A pesar de que existe una tendencia global de supresión del efectivo, Venezuela llegó a este proceso más por necesidad que por innovación. “Lo cierto es que los venezolanos ya realizan sus pagos por métodos como ‘pago móvil’ o transferencias bancarias”, dijo Olmos.


Si la inflación de este mes (enero 2021) supera el 50%, tendríamos que esperar hasta enero de 2022 para determinar cuándo saldremos de este flagelo


Jesús Casique, economista y director de la firma Ecoanalítica

Por esta razón, Bárcenas aseveró que así se digitalice por completo la economía, aún existirán personas que recibirán pagos en bolívares, a merced de la devaluación en la medida que no sean intercambiados de inmediato por otro activo que preserve su valor. 

Dolarización irreversible

En cuanto a la autorización de Maduro de cuentas bancarias en dólares, Casique afirmó que no es algo novedoso. “Es parte de un proceso irreversible hasta el punto de que ya vamos hacia una dolarización financiera”. Instituciones como el Banco del Tesoro y el Banco Nacional de Crédito ya ofrecen tarjetas de débito en dólares. De momento, las cuentas dolarizadas se han segmentado entre empresas que facturan grandes cantidades de dinero, pero las restricciones en el manejo de estos productos desincentivan a potenciales clientes, reseñó un artículo de BBC Mundo

Es por ello “que uno de los objetivos de la banca para 2021 es lograr la aprobación de transferencias interbancarias en dólares”, dijo el director de Capital Market Finance. 

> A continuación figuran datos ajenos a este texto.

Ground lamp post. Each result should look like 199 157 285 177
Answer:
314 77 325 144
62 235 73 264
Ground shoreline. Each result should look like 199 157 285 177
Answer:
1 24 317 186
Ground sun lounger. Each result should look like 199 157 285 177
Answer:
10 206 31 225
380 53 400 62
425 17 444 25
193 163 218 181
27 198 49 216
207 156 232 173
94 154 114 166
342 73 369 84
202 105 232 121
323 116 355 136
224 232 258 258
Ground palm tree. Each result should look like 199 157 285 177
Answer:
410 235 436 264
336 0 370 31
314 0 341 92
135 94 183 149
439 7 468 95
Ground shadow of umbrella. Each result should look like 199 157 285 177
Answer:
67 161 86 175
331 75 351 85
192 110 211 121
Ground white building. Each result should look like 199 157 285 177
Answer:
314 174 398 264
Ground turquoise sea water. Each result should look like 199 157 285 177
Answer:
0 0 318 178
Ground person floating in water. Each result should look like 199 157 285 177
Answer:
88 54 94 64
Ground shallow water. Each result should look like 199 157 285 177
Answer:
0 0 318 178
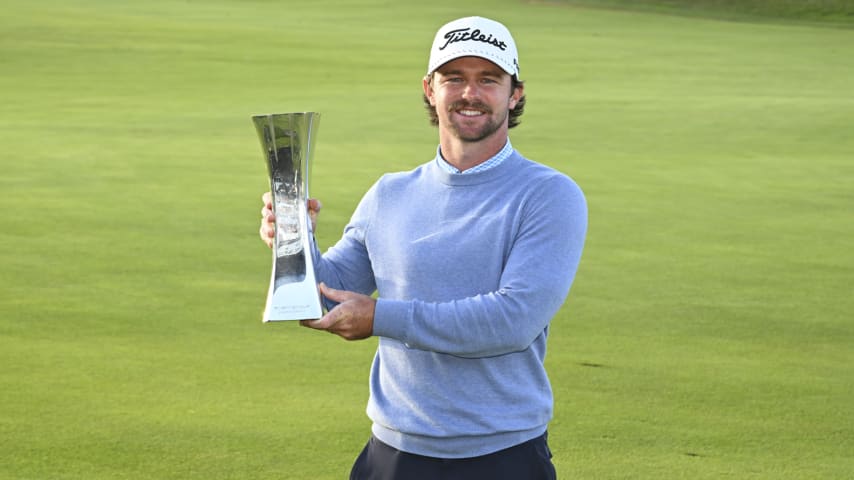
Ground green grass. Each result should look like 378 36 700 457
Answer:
0 0 854 480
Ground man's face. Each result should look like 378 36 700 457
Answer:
424 57 522 142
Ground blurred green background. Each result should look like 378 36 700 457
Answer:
0 0 854 480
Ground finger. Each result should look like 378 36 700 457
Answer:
320 282 350 303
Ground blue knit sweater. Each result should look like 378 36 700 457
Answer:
314 151 587 458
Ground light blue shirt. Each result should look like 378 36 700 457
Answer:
312 147 587 458
436 138 513 175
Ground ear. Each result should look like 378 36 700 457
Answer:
421 75 436 107
508 85 525 110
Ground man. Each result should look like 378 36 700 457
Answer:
260 17 587 480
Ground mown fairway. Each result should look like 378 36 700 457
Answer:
0 0 854 480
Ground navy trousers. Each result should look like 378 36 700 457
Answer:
350 433 557 480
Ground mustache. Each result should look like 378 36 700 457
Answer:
448 100 492 114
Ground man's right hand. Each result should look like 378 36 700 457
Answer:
258 192 323 248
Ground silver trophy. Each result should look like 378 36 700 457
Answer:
252 112 323 322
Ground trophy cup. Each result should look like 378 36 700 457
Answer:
252 112 322 322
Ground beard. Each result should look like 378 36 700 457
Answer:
448 100 508 143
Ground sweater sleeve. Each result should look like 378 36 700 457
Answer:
312 180 377 309
374 176 587 358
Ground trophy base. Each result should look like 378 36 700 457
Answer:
263 262 323 323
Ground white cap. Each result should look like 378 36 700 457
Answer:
427 17 519 79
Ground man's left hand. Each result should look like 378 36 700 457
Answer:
300 283 377 340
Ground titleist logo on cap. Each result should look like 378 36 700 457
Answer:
439 28 507 51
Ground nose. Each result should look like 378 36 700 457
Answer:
462 81 480 99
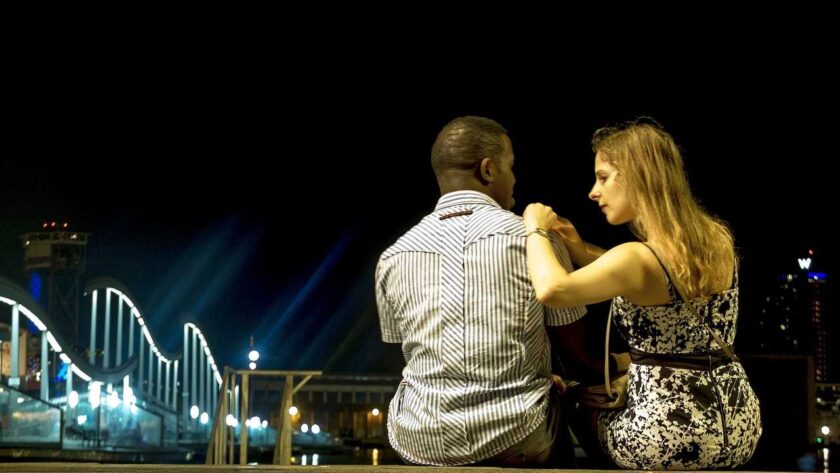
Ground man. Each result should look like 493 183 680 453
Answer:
376 116 585 467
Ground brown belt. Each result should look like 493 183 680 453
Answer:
630 348 732 370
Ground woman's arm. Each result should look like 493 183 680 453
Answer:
523 204 646 307
551 216 606 268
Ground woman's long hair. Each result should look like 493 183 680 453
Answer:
592 120 735 298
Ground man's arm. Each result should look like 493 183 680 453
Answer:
546 319 626 385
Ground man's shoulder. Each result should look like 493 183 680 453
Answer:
379 215 433 261
469 207 525 239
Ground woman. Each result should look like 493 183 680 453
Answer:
524 120 761 469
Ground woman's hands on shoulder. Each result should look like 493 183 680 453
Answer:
522 202 557 232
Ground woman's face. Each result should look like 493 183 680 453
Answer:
589 151 636 225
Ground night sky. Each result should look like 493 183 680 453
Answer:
0 60 838 373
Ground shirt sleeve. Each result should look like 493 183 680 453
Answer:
376 259 402 343
545 233 586 326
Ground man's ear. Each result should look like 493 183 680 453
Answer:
478 158 496 183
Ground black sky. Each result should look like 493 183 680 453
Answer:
0 47 838 372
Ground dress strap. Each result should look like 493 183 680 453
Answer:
641 242 685 302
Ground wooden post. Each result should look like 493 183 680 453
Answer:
274 375 295 465
239 373 248 465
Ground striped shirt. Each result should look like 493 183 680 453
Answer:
376 191 586 465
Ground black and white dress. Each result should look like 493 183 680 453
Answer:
598 256 761 470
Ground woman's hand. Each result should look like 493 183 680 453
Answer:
522 203 557 232
551 217 586 264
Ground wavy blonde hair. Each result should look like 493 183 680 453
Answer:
592 119 736 298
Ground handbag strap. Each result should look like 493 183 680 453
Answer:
604 307 614 399
642 242 741 362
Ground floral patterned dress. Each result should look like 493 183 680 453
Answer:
598 261 761 470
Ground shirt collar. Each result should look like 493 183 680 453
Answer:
435 191 502 211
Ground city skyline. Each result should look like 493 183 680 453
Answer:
0 84 834 373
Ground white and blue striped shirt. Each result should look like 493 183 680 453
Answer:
376 191 586 465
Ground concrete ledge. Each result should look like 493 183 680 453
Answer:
0 463 792 473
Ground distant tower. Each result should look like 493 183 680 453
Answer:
759 250 830 383
21 222 90 343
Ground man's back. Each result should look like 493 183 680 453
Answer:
376 191 583 465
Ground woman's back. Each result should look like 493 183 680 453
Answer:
599 251 761 469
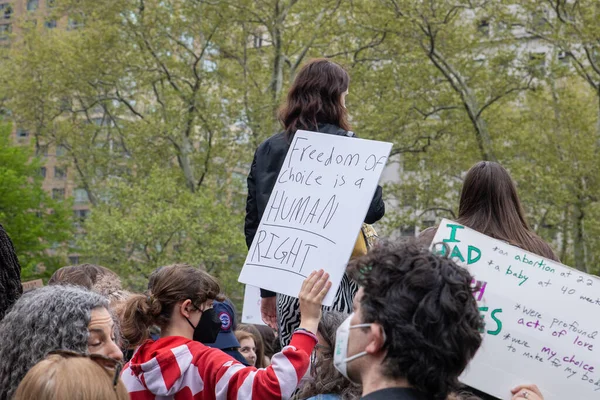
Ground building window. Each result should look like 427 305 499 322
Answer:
529 53 546 77
0 24 12 40
73 188 90 204
0 4 12 19
477 19 490 36
400 225 415 236
54 167 67 179
17 128 29 139
73 210 90 223
52 188 65 200
27 0 40 11
67 17 83 30
35 144 48 157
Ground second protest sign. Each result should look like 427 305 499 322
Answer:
432 219 600 400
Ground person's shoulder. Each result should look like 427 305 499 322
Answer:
317 124 356 137
256 132 289 154
305 394 342 400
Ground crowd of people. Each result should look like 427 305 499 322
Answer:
0 59 556 400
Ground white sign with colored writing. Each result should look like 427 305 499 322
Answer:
432 220 600 400
242 285 266 325
239 131 392 305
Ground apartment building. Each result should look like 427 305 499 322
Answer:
0 0 90 264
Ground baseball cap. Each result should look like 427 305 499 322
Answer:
204 299 240 350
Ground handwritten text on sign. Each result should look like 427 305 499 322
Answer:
432 220 600 400
239 131 392 305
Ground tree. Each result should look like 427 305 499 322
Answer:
0 123 72 280
514 0 600 270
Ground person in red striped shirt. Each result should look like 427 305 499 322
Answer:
121 264 331 400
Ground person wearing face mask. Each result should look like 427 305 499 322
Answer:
204 299 250 365
121 264 331 400
244 58 385 346
333 242 483 400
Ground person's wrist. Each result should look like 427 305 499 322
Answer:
299 318 319 335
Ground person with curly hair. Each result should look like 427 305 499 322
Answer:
296 311 361 400
334 242 483 400
0 225 23 321
0 285 123 400
48 264 131 315
14 352 129 400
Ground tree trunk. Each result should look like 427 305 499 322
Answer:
573 201 588 272
559 204 570 262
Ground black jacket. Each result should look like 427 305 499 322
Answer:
244 124 385 297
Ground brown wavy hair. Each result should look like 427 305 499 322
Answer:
279 58 350 138
121 264 221 347
456 161 558 261
14 354 129 400
296 311 362 400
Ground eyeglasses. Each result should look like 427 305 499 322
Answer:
48 350 123 391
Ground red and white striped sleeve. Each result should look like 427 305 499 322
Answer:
201 333 317 400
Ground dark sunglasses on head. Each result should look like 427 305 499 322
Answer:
48 350 123 390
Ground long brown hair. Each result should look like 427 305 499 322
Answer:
279 58 350 137
235 324 268 368
297 311 362 400
121 264 221 347
14 354 129 400
457 161 558 260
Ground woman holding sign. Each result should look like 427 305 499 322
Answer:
419 161 558 261
244 59 385 346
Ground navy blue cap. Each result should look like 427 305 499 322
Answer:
204 300 240 350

Pero Bárcenas señala que todavía hay que considerar el interés del venezolano en mantener sus operaciones con divisas en efectivo, incluso con los costos que conlleva el rechazo de billetes deteriorados y la escasez de circulante de baja denominación. 

“En el ámbito de la actual hiperinflación, no sé si la gente se adapte a trasladar sus dólares a la banca, pero a la hora de recibir un pago, este sea en bolívares. Estos aspectos limitarían que el Gobierno cumpla ese plan tan ambicioso que es digitalizar la economía”, remató.